Let’s start with Brendan Gleeson, because his character shows us that this movie is not just for children. As pointed out by the aformentioned Blank Check, Gleeson’s Knuckles McGinty is an inmate in the prison where Paddington is sentenced. From the moment he is talked about, all of the cards are clearly laid out on the table: McGinty is a bad man. This is a man who did some horrible things to get to prison, and while in prison, he has definitely killed- at least- two or three dudes. This guy makes Sean Penn in Dead Man Walking look like, well, Paddington Bear. Here is where I would remind you that many people just think of this film as a “kids movie”, as if all kids movies feature homicidal maniacs allowed to impose their will on their prison roommates. When you think about it, Paddington 2 is not just a comedy or action film, it is an aggressive call for prison reform.
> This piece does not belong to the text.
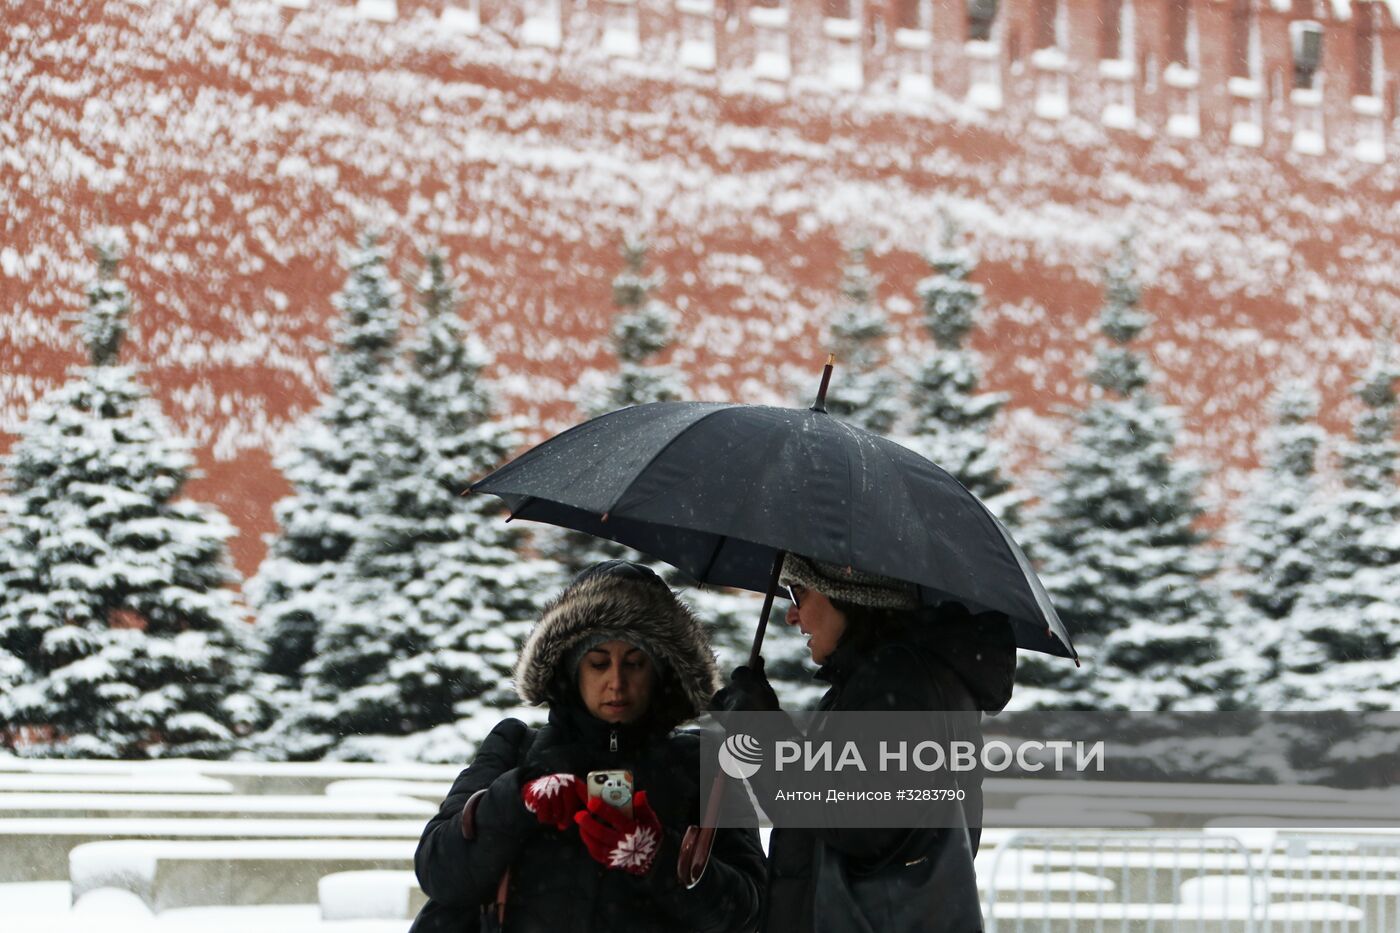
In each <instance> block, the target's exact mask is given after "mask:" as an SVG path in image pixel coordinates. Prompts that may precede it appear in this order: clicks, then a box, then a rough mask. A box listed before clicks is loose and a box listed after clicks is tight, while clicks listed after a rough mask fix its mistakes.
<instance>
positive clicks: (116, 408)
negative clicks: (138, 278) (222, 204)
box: [0, 233, 262, 758]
While Gleeson is great, the man who really got screwed was Hugh Grant. as Phoenix Buchanan, has-been actor and criminal mastermind. This is a role which could have been played by lesser men, and Grant could have easily phoned this in and still been very, very good. But Hugh Grant does not just phone shit in, at least not in what has been a startlingly impressive second act of his career. The fact that he goes for it with every fiber in his being helps elevate this film from enjoyable to spectacular.
There’s just something so precious and charming about Paddington 2. It’s not a film that tries to make jokes that only adults would enjoy (like so many of the Disney/Pixar films). The movie is, literally, for everyone. All the time. Because of that, it never has to worry about trying to change tones to appeal to different demographics. Much like the marmalade that Paddington loves so much, it just is a delight.
Wonderfully, British audiences adored Paddington 2 and gave it the respect and adoration the film so richly deserved. As for American audiences? Well, they fucked up big.
The contrast could not have been more stark. In England, the movie outperformed its predecessor and was nominated for three BAFTA awards (including Best Picture and Best Supporting Actor for Grant). In America, Paddington 2 finished seventh on its opening weekend and only making a paltry $40 million. As for love from the Academy? Nothing. Zero. Zilch. Paddington 2 may have been filling audiences with hope, but when it came to the Oscars, its shutout was proof that Christ died in vain.
But maybe this is how it was supposed to be. Citizen Kane only one one Oscar (for Mankiewicz’s screenplay), losing Best Picture to How Green Was My Valley, a film with a title where if it was released today, it surely could only be found on pornographic sites on the dark web. And Citizen Kane was also a box office flop, mostly because theaters were afraid to show the film out of concern that the film’s subject, William Randolph Hearst, would sue the living shit out of them. Maybe if Hearst were more like Paddington Bear, he wouldn’t have needed the memory of that stupid sled.
This is where Kane and P2: The Deuce have found common ground: both films are artistic and special works that could not find a following in their initial runs and only have people finding their beauty and wonder after their theatrical releases. However, there is one difference: as many, MANY people have pointed out to me, production has already started on Paddington 3. Have you ever heard of anyone trying to make a Citizen Kane 2? You have not.
Checkmate, Welles. Enjoy the silver medal… maybe with a marmalade sandwich.